Uma técnica de uma organização não-governamental (ONG), que presta assistência a toxicodependentes, considerou ontem que o consumo na cidade de Lisboa está a aumentar e de forma desorganizada, com situações de recaída de pessoas que já tinham alguma estabilidade.

"Daquilo que são as nossas intervenções e do nosso dia-a-dia há, de facto, um aumento de consumos na cidade de Lisboa. Estes consumos tendem a ser mais desorganizados, ou seja, as pessoas não estão a ter os cuidados necessários que deveriam ter", apesar da existência de equipas de proximidade, afirmou Elsa Lucas Belo, da Ares do Pinhal.

A técnica, que falava na Assembleia Municipal de Lisboa, no debate "A Toxicodependência na Atualidade - Do Diagnóstico para a Terapêutica na Cidade de Lisboa", requerido pelo PCP, acrescentou que, neste caso, a associação tem de "estar numa vigilância ainda maior e a tentar chegar atempadamente às situações" onde não consegue "por falta de presença de equipas no terreno".

"Há claramente um aumento de pessoas que recaíram nos consumos, pessoas que já estavam numa situação de estabilidade, mas que é uma estabilidade que nestas populações vulneráveis são sempre presas por arames", explicou, resultado de empregos precários e "relações familiares de muita fragilidade".

Existe "um desinvestimento público nas políticas de drogas em Portugal", não tanto na cidade de Lisboa, mas a nível nacional", apontou Elsa Belo, notando que a situação "está identificada pelo ICAD [Instituto para os Comportamentos Aditivos e Dependências]" e todos os intervenientes no setor.

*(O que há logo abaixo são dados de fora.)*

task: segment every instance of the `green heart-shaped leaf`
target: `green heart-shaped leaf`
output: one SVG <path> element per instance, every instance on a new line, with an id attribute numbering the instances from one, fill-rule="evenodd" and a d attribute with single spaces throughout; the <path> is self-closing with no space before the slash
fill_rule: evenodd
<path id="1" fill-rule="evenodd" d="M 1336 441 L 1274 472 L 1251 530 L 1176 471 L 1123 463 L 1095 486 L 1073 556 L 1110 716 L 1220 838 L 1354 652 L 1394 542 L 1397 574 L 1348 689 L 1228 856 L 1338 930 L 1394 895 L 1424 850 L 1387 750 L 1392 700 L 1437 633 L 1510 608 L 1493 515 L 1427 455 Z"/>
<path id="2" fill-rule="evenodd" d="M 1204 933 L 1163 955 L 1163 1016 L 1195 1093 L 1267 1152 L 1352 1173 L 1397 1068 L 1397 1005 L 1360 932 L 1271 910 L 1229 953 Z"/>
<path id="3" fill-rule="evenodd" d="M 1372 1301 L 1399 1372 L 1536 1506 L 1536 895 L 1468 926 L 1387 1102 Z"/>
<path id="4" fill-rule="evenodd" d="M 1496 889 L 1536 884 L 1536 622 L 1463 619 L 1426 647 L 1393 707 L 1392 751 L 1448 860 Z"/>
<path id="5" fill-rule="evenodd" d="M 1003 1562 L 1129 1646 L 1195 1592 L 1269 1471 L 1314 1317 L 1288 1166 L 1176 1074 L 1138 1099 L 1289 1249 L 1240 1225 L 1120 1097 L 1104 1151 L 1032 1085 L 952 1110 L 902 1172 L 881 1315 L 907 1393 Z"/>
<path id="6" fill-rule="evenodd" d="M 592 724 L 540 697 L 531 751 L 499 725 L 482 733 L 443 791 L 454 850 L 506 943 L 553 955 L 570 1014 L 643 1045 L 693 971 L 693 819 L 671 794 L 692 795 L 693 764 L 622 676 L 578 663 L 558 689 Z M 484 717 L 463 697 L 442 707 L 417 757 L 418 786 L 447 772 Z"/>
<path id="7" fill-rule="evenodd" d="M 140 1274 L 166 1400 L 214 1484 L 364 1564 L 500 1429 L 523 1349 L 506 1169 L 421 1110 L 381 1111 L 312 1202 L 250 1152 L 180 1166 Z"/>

Para a técnica, além da falta de "políticas mais consistentes", existe "uma grande instabilidade" das ONG, que "estão a viver períodos de muita dificuldade", cada vez mais fragilizadas, "com muita perda de capital humano e de capital financeiro".

A responsável salientou que se tem assistido "destruição do modelo" criado há 20 anos, "que funcionava, que estava muito bem oleado e que conseguia, de facto, fazer um cerco a este problema", na "redução de riscos e minimização de danos, mas também na parte do tratamento".

Nesse sentido, referiu a burocracia para pessoas sem-abrigo, com algum distúrbio mental, que agora precisam de requerimentos para avaliação num hospital, ou um ano para entrar numa comunidade terapêutica, depois de várias consultas.

Em relação aos programas de metadona, antes desenvolvido com as juntas de freguesia, a Polícia Municipal e a PSP, Elsa Belo lamentou que algumas juntas não expliquem "às suas comunidades qual é a importância deste trabalho" e destas "medidas de saúde pública", que ajudam a cuidar da cidade ao nível da criminalidade e das doenças infetocontagiosas.

"Lisboa, tal como para o VIH [sida], para as hepatites e para uma série de outras maletas de saúde pública, é a cidade com maior prevalência de consumos problemáticos de droga. É a cidade com maior prevalência de pessoas em situação de sem-abrigo, e é também um dos destinos primeiros para o aumento quase exponencial do fluxo migratório", destacou Luís Mendão, do GAT - Grupo de Ativistas em Tratamentos.

Isto quando, enumerou, "unidades de saúde mental e consultas com dependência têm longas listas de espera", os "internamentos específicos para álcool e drogas estão encerrados" e as "vagas em centros de acolhimento temporário" continuam "muito aquém das necessidades".

O técnico salientou que "a Câmara do Lisboa não pode funcionar sem uma resposta adequada por parte do Ministério da Saúde e das outras instituições" e aproveitou para reivindicar apoio para a sua organização, que presta serviço a "cerca de 500 pessoas" na Mouraria, num espaço de 15 m2, com equipas em 'burnout' completo.

O diretor do ICAD, João Goulão, recuou ao tempo da intervenção da 'Troika', quando foi extinto o Instituto da Droga e Toxicodependências (IDT), "com provas dadas", e se mudou para um modelo "que claramente conduziu a uma perda de eficácia" e "diminuição da atenção e do carinho" político dedicado a estas matérias.

Após "muita reivindicação", o ICAD, com o âmbito nacional, possui um "mandato alargado", não só para a droga, mas também o álcool e comportamentos aditivos sem substância, como o jogo.

Além do recrutamento de profissionais, João Goulão reconheceu também a importância das várias entidades falarem mais e da criação em cidades limítrofes de respostas que permitam reduzir a pressão sobre Lisboa.

A Câmara de Lisboa "será sempre parte de soluções nesta matéria, em conjunto com todos os que estão no terreno", afirmou a vereadora dos Direitos Humanos, Sociais e Saúde, Sofia Athayde, que agradeceu o trabalho dos parceiros, das equipas municipais e do ICAD, assegurando que o município está a fazer tudo "para dar as melhores respostas".